The News: IBM and Intel have unveiled a partnership to deploy Intel Gaudi 3 AI accelerators as a service on IBM Cloud. This offering, which is expected to be available in early 2025, aims to more cost effectively scale enterprise AI and drive innovation underpinned with security and resiliency. This collaboration can also enable support for Gaudi 3 within IBM’s watsonx AI and data platform. IBM Cloud positions itself as the first cloud service provider to adopt Gaudi 3, and the offering will be available for both hybrid and on-premise environments.
Justin Hotard, Executive Vice President and General Manager, Intel Data Center and AI, observed that unlocking the full potential of AI requires an open and collaborative ecosystem that provides customers with choice and accessible solutions. By integrating Gaudi 3 AI Accelerators and Xeon CPUs with IBM Cloud, Intel and IBM aim to create new AI capabilities and meet the demand for affordable, secure, and innovative AI computing solutions.
Intel and IBM Show Joint AI Moxie in the Cloud
Analyst Take: Intel securing IBM as a significant cloud partner marks a crucial turning point for the company. We’ve emphasized that Intel needed a public cloud victory, and this partnership is a promising beginning. Following its recent Q2 2024 earnings release, Intel fundamentally needed a public cloud win, and this is a positive outcome for the company.
In 2024, Intel’s partners and customers already include equipment manufacturers, database providers, systems integrators, software suppliers, service providers, and other specialists including IBM, NAVER, Bosch, Ola/Krutrim, NielsenIQ, Seekr, IFF, CtrlS Group, Bharti Airtel, Landing AI, Roboflow, and Infosys. IBM is using 5th Gen Intel Xeon processors for its watsonx/data store and coordinated with Intel to validate the watsonx platform for Intel Gaudi accelerators.
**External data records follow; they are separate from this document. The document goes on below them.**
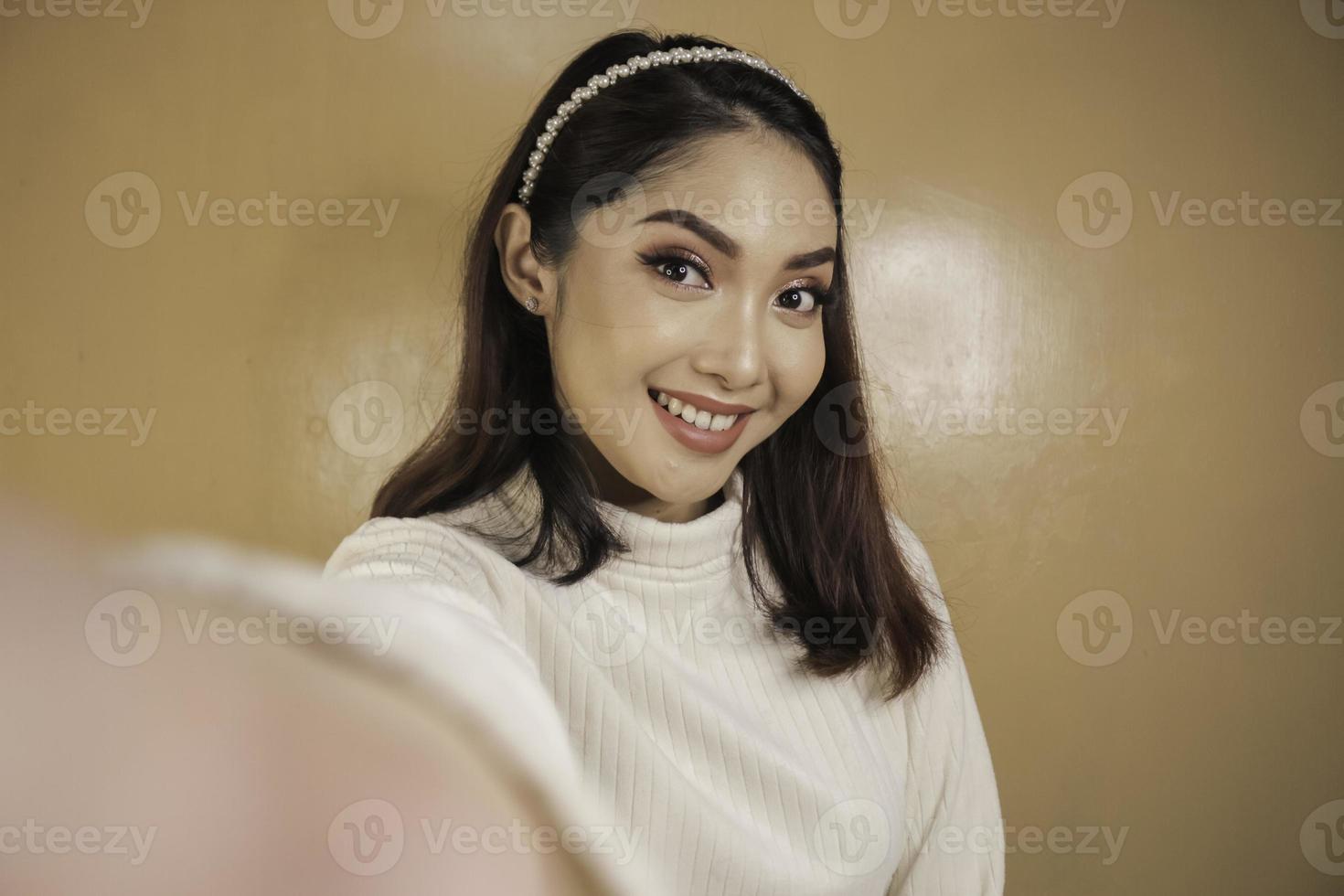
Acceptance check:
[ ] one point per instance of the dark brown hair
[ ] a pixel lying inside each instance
(814, 509)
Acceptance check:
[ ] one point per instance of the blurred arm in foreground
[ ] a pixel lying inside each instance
(199, 719)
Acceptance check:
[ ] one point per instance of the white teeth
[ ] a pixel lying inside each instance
(700, 420)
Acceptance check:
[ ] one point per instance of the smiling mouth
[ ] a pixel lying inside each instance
(691, 415)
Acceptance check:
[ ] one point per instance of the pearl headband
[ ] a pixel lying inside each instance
(677, 55)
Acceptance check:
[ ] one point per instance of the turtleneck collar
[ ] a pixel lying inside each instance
(707, 541)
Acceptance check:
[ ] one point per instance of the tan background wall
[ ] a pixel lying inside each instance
(1217, 492)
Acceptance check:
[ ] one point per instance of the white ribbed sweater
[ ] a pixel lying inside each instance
(689, 723)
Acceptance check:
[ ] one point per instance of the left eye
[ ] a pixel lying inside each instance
(798, 295)
(679, 272)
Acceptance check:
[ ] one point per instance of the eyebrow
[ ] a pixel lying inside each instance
(726, 245)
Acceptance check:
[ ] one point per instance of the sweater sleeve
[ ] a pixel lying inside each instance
(453, 635)
(953, 829)
(428, 559)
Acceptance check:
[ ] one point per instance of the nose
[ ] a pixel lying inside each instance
(732, 349)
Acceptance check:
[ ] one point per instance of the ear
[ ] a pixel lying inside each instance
(522, 272)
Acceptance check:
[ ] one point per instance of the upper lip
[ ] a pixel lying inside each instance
(705, 403)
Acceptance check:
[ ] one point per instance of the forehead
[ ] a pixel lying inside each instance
(760, 188)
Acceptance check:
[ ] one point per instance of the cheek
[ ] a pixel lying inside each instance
(800, 369)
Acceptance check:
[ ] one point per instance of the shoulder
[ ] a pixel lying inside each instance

Intel has made ecosystem-wide progress promoting its Gaudi 3 accelerator, emphasizing its competitive price/performance ratio, which makes it a strong contender for specific AI use cases against NVIDIA, AMD, and other AI chipset rivals across compute-intensive environments, including especially AI workloads.
The Intel Gaudi 3 AI accelerator is built to power AI systems with up to tens of thousands of accelerators connected through the common standard of Ethernet. Intel Gaudi 3 promises fourfold more AI compute for BF16 and a 1.5x increase in memory bandwidth over its predecessor. Intel Gaudi 3 is designed to offer open, community-based software and industry-standard Ethernet networking.
Intel Gaudi 3: Competitive Edge Factors
In comparison to NVIDIA H100, Intel Gaudi 3 is projected to deliver 50% faster time-to-train on average across Meta’s Llama2 models with 7B (billion) and 13B parameters, and OpenAI’s GPT-3 175B parameter model. Plus, Intel Gaudi 3 accelerator inference throughput is projected to outperform the H100 by 50% on average and 40% for inference power-efficiency averaged across Llama 7B and 70B parameters, and TII’s Falcon 180B parameter models.
Moreover, I find that Intel Gaudi 3 is positioned to compete against NVIDIA’s Blackwell B200 AI accelerator chip while real-world testing of both offerings is pending. Key to differentiation is that Gaudi 3 is constituted of two identical silicon dies joined by a high-bandwidth connection. Each has a principal region of 48 MB of cache memory. Surrounding that are four engines for matrix multiplication and 32 programmable tensor processor cores that are encircled by connections to memory and capped with media processing and network infrastructure at one end. For memory bandwidth, Gaudi 3 uses the less costly high-bandwidth memory HBM2E in contrast to the HBM3/HBM3E implementations being used by rivals.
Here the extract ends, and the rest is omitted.